Survey: 1 In 2 Unemployed Americans Will Be At High Risk Once $600 Fed Checks End
33% fear not being able to find a new job
SAN JUAN — Ahead of the end of the federal government’s weekly $600 unemployment checks July 31, Coupon Lawn, a coupon code website, conducted a survey that found 50% of respondents believe they will be at high financial risk.
On July 6, the discounts website surveyed 1,059 unemployed Americans to ask about their reactions toward the expiration of the $600 unemployment insurance.
“The expiration of the checks, slated to happen by the end of July will raise issues upon the beneficiaries which, in turn, will deeply impact the economy as a whole. 49% of the unemployed Americans believe their finance would be AT VERY HIGH RISK if the $600 stimulus checks expire on 31 July,” according to couponlawn.com.

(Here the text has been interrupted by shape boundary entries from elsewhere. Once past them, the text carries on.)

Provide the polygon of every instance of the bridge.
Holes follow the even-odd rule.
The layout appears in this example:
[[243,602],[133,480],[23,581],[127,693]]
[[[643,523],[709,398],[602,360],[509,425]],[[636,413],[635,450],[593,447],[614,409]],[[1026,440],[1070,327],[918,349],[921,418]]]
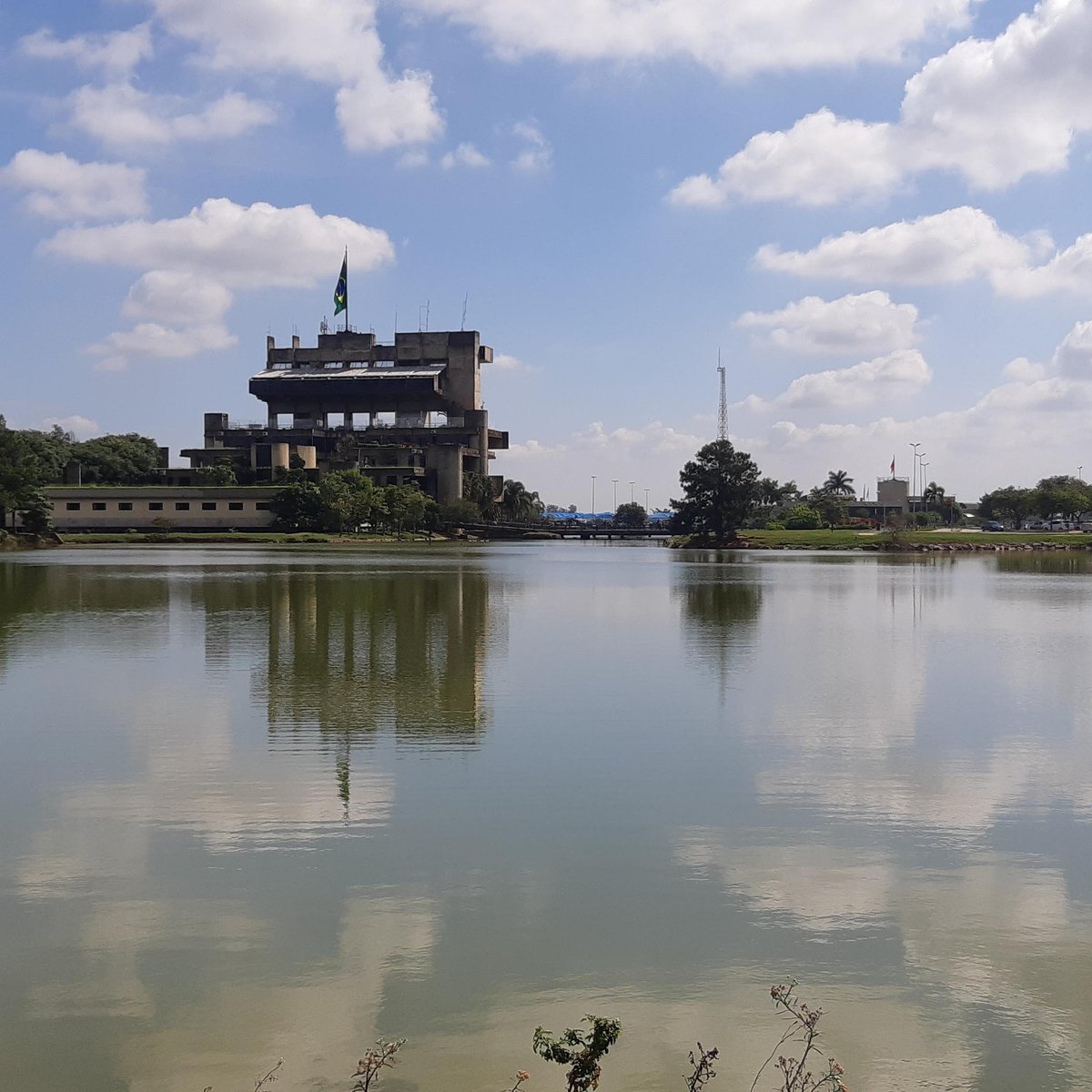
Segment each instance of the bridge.
[[[666,522],[666,521],[665,521]],[[556,538],[669,538],[674,532],[661,525],[616,527],[608,523],[555,523],[536,520],[533,523],[460,523],[467,534],[479,538],[523,538],[546,532]]]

“A large percentage of the respondents say their expenses go to household bills, including electricity, water, and Internet bills. A small amount of their weekly budget is allocated for child care,” the website reads.
The reasons people are “clamoring to extend their insurance checks are varied”: 39% said they need the money to afford the living cost; and 33% are afraid that they won’t find a job as new cases are surging.
Fifty-nine percent of Americans are saying they would struggle to make ends meet now that the $600 stipend is probably ending on July 31, the website says, adding that the “expiration will decrease the purchasing power of the economy, since these unemployed Americans have been spending their allowances in both basic necessities and needs. Millions will be reverted back to receiving state benefits.”
The survey found that 59% of respondents would struggle to make ends meet; 30% might have big debts; 17% would lose the motivation to work; and 5%might have suicidal intentions.
“The survey was launched on MTurk with the target location set to the U.S. We chose the Approval Rate above 95% to ensure the quality of the survey results. Within the survey questions, we also used the qualifying question to exclude the answer from those who are not unemployed Americans.
“As the survey is based on self-reporting, please expect small telescoping and exaggeration. However, the data is reported transparently and we commit to being responsible for the authentication of the survey results,” the company said about its methodology.